My figures of authority were not men but nuns from whom I eagerly anticipated German cookies during St. Benedict’s feast day. St. Scholastica had prayed for a downpour that hindered St. Benedict from traveling, so they could talk some more in her abbey. Truly, she wasn’t someone to mess with, along with the other saints we learned about in school—St. Mechtilde, St. Hilda, and St. Agnes, among many others. I remember the lectures of Sr. Mary John Mananzan when the NBN-ZTE scandal was at its peak, as well as her bravery and zeal. Beautiful music back then meant the girls were practicing their John Thompson’s at St. Cecilia’s Hall. And the framed photos of German nuns that stared back at us from the archives taught me of mission and leadership.
From those school halls and culture I realized that girls, too, have their struggles in a society that expects so much of them. Of course, they can rise to the occasion.
Last month, the International Women’s Forum held in Chicago brought together 6,400 women leaders from across the globe and varying cultures and fields of expertise. This gathering of women with astounding backgrounds is an annual convention with the purpose of exchanging ideas and inspirations for a better world. These women are on a mission of opening opportunities for many other women, especially in communities where these opportunities are scarce. But it is interesting to note that strong, inspired women also make better men.
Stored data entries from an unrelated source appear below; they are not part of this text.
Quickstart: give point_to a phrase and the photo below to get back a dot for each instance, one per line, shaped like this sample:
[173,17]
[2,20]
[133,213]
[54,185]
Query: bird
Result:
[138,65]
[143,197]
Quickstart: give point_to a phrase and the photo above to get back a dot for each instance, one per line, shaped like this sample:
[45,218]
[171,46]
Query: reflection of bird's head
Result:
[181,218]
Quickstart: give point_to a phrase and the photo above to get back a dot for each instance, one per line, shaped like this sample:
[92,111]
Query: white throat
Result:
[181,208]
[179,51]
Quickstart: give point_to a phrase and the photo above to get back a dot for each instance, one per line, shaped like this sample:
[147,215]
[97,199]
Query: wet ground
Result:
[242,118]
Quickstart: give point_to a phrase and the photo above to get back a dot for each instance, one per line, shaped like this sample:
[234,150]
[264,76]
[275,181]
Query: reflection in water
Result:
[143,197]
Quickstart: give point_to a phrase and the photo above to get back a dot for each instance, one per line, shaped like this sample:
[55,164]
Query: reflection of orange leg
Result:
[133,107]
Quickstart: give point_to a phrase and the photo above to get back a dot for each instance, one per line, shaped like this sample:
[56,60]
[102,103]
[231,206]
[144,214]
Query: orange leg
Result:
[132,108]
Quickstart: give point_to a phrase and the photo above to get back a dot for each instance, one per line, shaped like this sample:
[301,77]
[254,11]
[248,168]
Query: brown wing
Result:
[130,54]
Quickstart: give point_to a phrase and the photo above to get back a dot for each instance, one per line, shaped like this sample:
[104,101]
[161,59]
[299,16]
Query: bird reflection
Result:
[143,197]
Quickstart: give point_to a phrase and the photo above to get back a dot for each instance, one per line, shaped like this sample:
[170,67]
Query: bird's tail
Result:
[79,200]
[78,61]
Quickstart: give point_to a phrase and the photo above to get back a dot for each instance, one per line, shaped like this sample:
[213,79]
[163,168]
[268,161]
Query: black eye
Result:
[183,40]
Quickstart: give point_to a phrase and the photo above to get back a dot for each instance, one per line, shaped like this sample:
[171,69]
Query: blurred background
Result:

Last Oct. 11 we marked the International Day of the Girl, an initiative of the United Nations aimed at promoting the rights of girls worldwide. Truly there is much to celebrate in the achievements of women. But as some activists point out, these achievements still come at a slow pace. In certain parts of the world, there are girls who continue to be disadvantaged because of their gender. The International Day of the Girl raises awareness that girls do face challenges in their lives. This year’s theme, “Girls’ Progress = Goals’ Progress,” highlights the point that a girl’s progress advances the community as a whole.
I’ve met so many girls after St. Scho, that’s for sure. Many of them I loved deeply, sometimes all at once. That they are cryptic beings is true. They can hurt many times and still love as profoundly as the first time. Their words may sometimes be few but can mean so much. They can make homes even with bricks thrown at them.
And to make the world a better place for women will make us better men, too. Brigham Young is right: You educate a man, you educate a man. You educate a woman, you educate a generation. That’s all I know about girls.